21 | Mencoba untuk akrab

79 29 2
                                    

Happy Reading🌼

***

"An, lo gak ke kantin?" tanyaku kepada Anna yang tengah sibuk menyalin catatan. Lihatlah! Betapa fokusnya dia menyalin.

Anna menggelengkan kepalanya. "Kalian aja, gue mau nyatet pelajaran yang tadi, takut ketinggalan gue," ujarnya singkat. Kemudian, kembali melanjutkan aktivitasnya.

Aku hanya bisa terdiam mendengar jawaban dari Anna. Sungguh seorang siswi yang begitu teladan.

"Ya elah, santai aja kali! Baru juga sekali," timpal Mao.

"Dua kali," tukas Anna dengan begitu sarkas.

Pandangannya kini tepat mengarah ke arahku, membuatku segera mengalihkan pandangan. Aku sungguh mengerti akan maksud dari tatapan matanya itu.

"Dua kali gak masuk jam pelajaran itu udah kayak ditinggalin doi pas lagi sayang-sayangnya, sakit," ucap Ara yang mulai ikut bersuara.

"Lah, baper nih bocah!" seru Mao.

Aku menghembuskan nafasku pelan. "Ya udah, kita bertiga. Entar beliin aja cilok buat Anna," ujarku mengambil keputusan.

Jika tidak segera menuju kantin, mungkin saja tidak akan ada tempat yang kosong lagi.

"Bertiga? Berempat dong," tutur Ara, yang membenarkan ucapanku.

Aku mengernyitkan dahiku heran. "Satunya siapa?" tanyaku.

Bukankah Anna tidak ingin pergi? Tentunya, saat ini hanya tersisa tiga orang saja.

"Dani," jawab Ara enteng.

Aku mengangkat kedua alisku tak percaya. Bahkan, aku juga tidak menyadari kehadiran Dani yang telah berada di samping Ara. Sungguh, pertemanan mereka berlangsung begitu cepat.

"Gak apa-apa kan dia ikut kita?" tanya Ara kepadaku.
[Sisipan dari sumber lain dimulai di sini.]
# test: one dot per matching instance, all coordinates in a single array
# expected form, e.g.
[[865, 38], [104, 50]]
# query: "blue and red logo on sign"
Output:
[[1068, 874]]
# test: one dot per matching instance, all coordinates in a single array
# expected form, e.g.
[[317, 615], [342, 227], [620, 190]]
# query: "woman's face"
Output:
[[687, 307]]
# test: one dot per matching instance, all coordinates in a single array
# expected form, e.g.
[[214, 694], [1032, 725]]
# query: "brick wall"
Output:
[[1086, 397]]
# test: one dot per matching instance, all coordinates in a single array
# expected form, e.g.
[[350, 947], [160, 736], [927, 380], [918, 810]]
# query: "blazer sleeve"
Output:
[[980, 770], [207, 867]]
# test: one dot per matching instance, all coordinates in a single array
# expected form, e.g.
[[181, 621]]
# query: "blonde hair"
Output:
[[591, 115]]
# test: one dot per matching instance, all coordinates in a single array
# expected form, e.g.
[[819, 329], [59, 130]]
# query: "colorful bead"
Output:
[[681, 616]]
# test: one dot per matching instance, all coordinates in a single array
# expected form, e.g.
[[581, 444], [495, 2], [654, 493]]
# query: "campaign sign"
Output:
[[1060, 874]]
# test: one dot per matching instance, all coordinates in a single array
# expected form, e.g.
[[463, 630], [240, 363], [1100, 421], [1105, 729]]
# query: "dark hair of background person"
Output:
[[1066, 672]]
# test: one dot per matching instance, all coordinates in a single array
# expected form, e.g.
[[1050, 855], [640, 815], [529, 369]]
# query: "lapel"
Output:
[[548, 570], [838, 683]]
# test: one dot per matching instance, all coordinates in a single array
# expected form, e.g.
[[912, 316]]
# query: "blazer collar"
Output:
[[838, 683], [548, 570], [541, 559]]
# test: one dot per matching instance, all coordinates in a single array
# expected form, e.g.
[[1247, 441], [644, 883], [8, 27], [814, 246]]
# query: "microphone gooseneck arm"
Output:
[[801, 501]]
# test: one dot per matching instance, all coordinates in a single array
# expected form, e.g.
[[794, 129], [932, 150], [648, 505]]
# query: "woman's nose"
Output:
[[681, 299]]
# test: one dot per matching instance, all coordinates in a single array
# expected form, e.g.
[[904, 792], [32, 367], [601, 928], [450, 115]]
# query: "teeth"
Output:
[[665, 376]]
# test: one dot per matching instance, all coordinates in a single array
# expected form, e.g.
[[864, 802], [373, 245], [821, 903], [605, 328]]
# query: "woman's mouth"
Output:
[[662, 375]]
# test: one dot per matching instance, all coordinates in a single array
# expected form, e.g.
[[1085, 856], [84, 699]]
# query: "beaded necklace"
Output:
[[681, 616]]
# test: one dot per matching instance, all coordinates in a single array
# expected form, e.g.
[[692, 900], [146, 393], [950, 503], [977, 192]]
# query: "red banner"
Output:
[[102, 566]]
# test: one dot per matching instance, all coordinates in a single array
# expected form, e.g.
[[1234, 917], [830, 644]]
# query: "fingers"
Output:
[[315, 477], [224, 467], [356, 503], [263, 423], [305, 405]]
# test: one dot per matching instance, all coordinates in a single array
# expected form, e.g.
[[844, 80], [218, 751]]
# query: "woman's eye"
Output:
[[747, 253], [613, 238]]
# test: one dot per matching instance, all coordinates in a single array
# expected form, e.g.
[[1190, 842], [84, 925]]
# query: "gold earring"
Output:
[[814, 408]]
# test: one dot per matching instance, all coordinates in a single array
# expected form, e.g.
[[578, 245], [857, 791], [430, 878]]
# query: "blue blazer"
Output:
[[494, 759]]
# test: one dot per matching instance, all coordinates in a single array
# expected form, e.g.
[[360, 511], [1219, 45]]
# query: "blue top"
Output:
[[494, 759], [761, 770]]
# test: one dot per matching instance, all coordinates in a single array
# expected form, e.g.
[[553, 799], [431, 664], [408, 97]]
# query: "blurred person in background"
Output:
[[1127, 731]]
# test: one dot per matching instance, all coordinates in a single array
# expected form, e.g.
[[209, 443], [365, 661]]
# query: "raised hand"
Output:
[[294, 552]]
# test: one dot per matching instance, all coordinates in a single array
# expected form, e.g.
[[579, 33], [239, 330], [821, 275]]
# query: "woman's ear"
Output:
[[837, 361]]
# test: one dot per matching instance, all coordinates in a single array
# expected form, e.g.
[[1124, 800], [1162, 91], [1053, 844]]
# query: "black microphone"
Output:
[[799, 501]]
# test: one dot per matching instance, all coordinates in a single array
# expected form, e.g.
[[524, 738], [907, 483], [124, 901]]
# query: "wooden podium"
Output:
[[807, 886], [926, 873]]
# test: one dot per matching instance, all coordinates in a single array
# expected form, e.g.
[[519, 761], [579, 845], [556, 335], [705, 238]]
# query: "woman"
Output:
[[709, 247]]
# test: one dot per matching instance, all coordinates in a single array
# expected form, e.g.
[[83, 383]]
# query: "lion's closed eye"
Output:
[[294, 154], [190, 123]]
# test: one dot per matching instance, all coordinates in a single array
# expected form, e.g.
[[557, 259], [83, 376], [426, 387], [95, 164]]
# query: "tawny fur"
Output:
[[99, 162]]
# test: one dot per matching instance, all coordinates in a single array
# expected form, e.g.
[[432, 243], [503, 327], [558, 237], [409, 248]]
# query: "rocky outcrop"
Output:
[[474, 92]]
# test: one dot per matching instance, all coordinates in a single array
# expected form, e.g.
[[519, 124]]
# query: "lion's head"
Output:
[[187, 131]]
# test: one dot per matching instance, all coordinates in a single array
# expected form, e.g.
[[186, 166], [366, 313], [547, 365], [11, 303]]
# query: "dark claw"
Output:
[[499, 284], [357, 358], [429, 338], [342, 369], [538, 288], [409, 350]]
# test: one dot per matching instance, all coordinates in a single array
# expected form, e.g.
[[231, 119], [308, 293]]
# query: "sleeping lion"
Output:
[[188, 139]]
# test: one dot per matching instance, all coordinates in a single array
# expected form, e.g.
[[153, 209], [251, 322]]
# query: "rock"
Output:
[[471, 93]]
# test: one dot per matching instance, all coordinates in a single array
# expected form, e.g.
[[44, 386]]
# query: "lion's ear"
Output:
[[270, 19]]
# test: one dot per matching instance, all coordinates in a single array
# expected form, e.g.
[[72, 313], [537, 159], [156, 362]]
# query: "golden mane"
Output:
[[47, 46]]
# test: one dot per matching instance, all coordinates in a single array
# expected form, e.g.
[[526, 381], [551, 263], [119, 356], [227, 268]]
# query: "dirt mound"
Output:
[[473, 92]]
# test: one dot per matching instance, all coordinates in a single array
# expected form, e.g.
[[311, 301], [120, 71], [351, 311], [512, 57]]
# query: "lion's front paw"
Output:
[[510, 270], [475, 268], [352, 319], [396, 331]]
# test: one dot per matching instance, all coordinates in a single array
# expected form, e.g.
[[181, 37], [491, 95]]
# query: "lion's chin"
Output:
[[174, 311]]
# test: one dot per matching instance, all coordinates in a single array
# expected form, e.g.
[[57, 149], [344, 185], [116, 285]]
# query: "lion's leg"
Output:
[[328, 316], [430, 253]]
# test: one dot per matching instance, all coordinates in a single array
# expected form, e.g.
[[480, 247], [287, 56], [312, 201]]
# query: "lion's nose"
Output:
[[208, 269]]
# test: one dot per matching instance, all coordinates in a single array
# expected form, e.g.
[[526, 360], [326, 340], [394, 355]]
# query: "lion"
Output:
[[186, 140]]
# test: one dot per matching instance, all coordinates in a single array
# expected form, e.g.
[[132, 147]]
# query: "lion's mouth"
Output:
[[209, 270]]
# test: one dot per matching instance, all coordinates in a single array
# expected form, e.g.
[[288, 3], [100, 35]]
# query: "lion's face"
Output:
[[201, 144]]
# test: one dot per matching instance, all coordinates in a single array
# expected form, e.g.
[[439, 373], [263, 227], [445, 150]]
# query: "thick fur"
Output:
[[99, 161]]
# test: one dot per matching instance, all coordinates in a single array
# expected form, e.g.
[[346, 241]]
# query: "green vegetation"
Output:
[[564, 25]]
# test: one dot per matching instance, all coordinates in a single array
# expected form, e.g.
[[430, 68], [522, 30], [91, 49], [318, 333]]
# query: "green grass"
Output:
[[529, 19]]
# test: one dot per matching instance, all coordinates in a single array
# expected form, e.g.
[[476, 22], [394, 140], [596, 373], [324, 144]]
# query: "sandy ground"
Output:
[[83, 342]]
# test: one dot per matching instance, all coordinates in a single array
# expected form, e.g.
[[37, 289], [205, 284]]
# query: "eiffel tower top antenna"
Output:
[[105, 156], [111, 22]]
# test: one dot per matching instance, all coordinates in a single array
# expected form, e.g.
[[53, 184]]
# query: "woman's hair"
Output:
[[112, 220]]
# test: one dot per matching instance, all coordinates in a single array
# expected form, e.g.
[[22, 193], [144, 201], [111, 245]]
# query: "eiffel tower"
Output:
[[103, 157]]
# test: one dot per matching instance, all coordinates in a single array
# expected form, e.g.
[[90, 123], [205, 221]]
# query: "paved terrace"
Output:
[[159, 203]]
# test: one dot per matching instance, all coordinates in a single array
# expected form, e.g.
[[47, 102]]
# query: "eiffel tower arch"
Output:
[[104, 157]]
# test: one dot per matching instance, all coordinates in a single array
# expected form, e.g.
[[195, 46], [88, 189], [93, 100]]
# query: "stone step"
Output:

Hei! Kenapa hal seperti ini harus bertanya kepadaku terlebih dahulu? Pandanganku kini menatap ke arah Mao. Dia bahkan terlihat tidak peduli sama sekali.

Akhirnya, aku pun memutuskan untuk menganggukan kepala pertanda setuju. Aku tidak memiliki hak melarang Dani untuk ikut. Bukankah setiap orang memiliki hak untuk berteman? Ya, itu adalah haknya.

🌵🌵🌵

Selama perjalanan menuju kantin, Ara terus saja berbicara dengan Dani. Pembicaraan yang sungguh terlihat seru, sampai-sampai dirinya melupakan kehadiranku dan Mao di sini.

"Mao, si Ara kok jadi deket gitu ya sama Dani?" tanyaku, yang tak dapat lagi menahan rasa penasaranku.

Mao mengangkat kedua bahunya. "Mana gue tau, tanya aja sendiri," jawabnya acuh tak acuh.

"Yee.. Sewot amat sih!" seruku kesal, ketika mendengar jawaban entengnya itu.

"Bodo!"

Aku mencoba menahan rasa kekesalanku kepada seseorang yang sayangnya adalah sahabatku.

Tanpa ada rasa bersalah, Mao melangkahkan kakinya lebih cepat untuk segera sampai di kantin. Dia bahkan tega meninggalkanku dengan dua insan yang sampai saat ini masih terlihat sibuk dengan dunia mereka sendiri.

Merasa terabaikan, aku pun mencoba untuk ikut masuk ke dalam pembicaraan mereka.

"Seru amat, lagi bicarain apa?" tanyaku penasaran.

Ara menghentikan pembicaraannya dan melihat ke arahku. "Lagi cerita tentang teman-teman sekelas kita, Dani mau tau soalnya," jawabnya dengan nada santai.